Sorunlar ne kadar büyük ve karmaşık ta olsa, şüphesiz onları çözecek, bertaraf edecek azimli, çelik iradelerin himmetli ve sürekli çabaları karşısında küçük kalır.
Etrafımızı, kanımızın son damlasına kadar bizi sömürmek isteyen değişik isimlerde, güçlü ve acımasız düşmanlarımız sarmıştır.
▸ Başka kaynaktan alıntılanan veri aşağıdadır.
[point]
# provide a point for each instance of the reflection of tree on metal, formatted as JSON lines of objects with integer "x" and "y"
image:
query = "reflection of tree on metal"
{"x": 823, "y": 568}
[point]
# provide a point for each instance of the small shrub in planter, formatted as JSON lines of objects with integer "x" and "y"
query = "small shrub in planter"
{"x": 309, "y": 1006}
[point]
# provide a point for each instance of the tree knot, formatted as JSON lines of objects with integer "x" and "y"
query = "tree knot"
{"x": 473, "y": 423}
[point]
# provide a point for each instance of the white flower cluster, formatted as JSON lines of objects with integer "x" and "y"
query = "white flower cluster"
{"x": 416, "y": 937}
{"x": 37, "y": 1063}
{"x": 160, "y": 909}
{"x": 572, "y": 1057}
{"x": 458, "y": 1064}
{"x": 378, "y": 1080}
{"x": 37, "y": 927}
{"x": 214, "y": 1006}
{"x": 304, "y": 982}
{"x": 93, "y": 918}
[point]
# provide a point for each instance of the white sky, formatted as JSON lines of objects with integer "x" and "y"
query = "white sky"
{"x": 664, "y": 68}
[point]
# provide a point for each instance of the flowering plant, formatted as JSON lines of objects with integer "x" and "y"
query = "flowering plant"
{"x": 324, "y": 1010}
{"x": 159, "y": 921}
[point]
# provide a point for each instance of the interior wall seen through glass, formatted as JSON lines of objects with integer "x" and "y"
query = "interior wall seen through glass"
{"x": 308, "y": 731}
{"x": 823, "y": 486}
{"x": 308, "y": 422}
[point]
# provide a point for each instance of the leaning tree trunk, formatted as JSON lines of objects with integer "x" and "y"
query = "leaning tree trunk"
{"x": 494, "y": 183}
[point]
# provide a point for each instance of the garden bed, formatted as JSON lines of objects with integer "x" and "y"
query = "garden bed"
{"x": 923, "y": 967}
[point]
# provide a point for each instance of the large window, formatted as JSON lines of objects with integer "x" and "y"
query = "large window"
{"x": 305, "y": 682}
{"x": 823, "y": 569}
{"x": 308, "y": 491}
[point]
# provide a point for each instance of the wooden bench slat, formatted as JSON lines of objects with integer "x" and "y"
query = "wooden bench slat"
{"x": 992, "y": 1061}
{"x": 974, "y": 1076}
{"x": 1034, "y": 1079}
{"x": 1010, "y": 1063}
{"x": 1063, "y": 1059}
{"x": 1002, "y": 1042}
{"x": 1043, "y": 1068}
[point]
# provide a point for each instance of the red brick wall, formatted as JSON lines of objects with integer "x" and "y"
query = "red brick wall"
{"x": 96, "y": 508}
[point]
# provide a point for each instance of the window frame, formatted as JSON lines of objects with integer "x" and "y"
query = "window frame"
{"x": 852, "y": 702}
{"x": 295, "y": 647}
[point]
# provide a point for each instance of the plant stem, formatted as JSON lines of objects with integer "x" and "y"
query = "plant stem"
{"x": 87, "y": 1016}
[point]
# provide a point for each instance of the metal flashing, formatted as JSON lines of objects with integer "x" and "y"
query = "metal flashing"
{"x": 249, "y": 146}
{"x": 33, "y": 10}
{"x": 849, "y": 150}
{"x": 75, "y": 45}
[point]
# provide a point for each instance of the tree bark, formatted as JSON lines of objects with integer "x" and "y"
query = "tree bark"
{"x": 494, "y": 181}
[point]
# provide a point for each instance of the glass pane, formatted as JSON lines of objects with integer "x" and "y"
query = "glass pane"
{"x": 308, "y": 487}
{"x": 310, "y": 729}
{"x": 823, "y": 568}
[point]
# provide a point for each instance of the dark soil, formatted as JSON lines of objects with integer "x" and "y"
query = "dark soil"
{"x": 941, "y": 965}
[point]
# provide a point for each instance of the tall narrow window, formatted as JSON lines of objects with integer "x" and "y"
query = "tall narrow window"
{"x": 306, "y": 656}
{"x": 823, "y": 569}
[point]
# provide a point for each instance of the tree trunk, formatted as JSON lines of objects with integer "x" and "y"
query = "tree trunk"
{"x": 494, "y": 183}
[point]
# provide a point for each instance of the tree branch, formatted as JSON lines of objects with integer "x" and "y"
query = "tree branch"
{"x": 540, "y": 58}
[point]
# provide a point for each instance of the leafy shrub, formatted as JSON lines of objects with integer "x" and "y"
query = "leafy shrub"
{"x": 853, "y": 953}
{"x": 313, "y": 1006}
Onlar bize hayat hakkı tanısalar bile bu, çıkarlarına bir köprü olmamız içindir.
İçeride ise; her vesileyi kullanarak ihtilaf ve tefrika çıkarmak, kitlelerin huzur ve güvenliğini bozup birbirine düşürmek için yeni bir fitneyi pompalayan cahil müslümanlar vardır. Sanki Allah onları sadece fitne çıkarmaya ve ikiyüzlülük yapmak için yaratmıştır. Bu şahıslar kendilerinden başka kimseyi yanlarında istememektedirler.
Bunlar, aslında etrafımızdaki düşmanların parasız uşaklarıdır. Yabancıların İslam coğrafyasında hedeflerine ulaşmalarında etkin bir şekilde rol oynamaktadırlar. On kişinin katıldığı bir oturumda on çeşit tarz-ı tefekkür olduğunu ve sonuçta birbiriyle çelişen birçok plan ve programın ileri sürüldüğünü görmekteyiz.
Bu ayrılık ve dağınıklık ruhu, toplumun bütün işlerinde görülmektedir.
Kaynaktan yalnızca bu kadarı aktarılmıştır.